Your corporate network should reach farther than you can walk in 15 minutes and should only have users whose connection to your internal network can be terminated without a lawyer. The guy who has the power to hire and fire should also be within a 15 minute walk of your office (his pace, not yours).
Decentralized security (the transparent border) has been a rationalization used to spend less money on security and to justify the convenience of teleworking with minimal spending.
External people need access to a service or data set? Good. Stick that service in a DMZ and restrict who can access that. Even better, give them a laptop configured so that it is only capable of connecting to your DMZ. Block your internal users from accessing the DMZ too.

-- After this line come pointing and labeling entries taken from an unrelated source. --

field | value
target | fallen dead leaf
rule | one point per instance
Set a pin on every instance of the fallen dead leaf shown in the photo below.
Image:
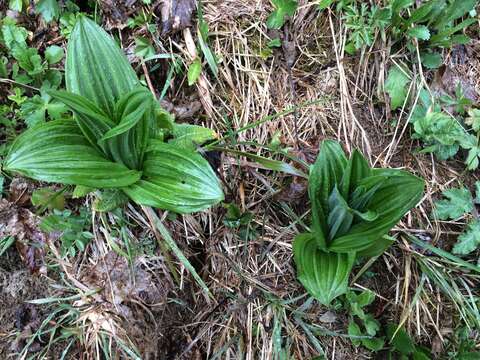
(24, 226)
(122, 284)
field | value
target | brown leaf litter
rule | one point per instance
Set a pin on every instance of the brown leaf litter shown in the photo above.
(21, 223)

If you have to supply access from between the internal network and the DMZ, use an application proxy and limit what can go through where, when (yes time limits) and how.
The only company whose network diagram should look like the picture above is one who gives away network access for free and doesn't require passwords. (In other words, they have no service or data set, only connectivity.)
Yeah, we're going to need identity-based security to be able to use IPv6, but that technology isn't available yet. And don't go pushing NAC at me. That only works when you own the network from end to end (i.e., it's centralized security and won't work with a decentralized network).
Gunnary writes that security models must mirror the changes in business and technology or it's going to be broken. I think he's over-simplified the issue. While the company's "mission" may change greatly (moving from selling sneakers to MP3 players), the reason that the network is there changes little (provide word processing and access to the database).
Decentralized security only works when your users cannot exert changes in any part of the network or even on their local system. If any one of them can connect their node to any other network then there's going to be trouble (ask CNN to tell the story about their senior management and the Welchia worm). If they can connect to yours and the other at the same time, you're screwed.
En masse.
Here's a hint: if you have a firewall like what Gunnar describes, with thousands of open ports, then your security domain is too big and your security policy is too generic. They should both be broken into communities of interest and protected as separate entities.
Don't believe me? Go interview any Fortune 500 company. I'm willing to bet they partition off specific pieces of the network from their own users, not to mention the rest of the world.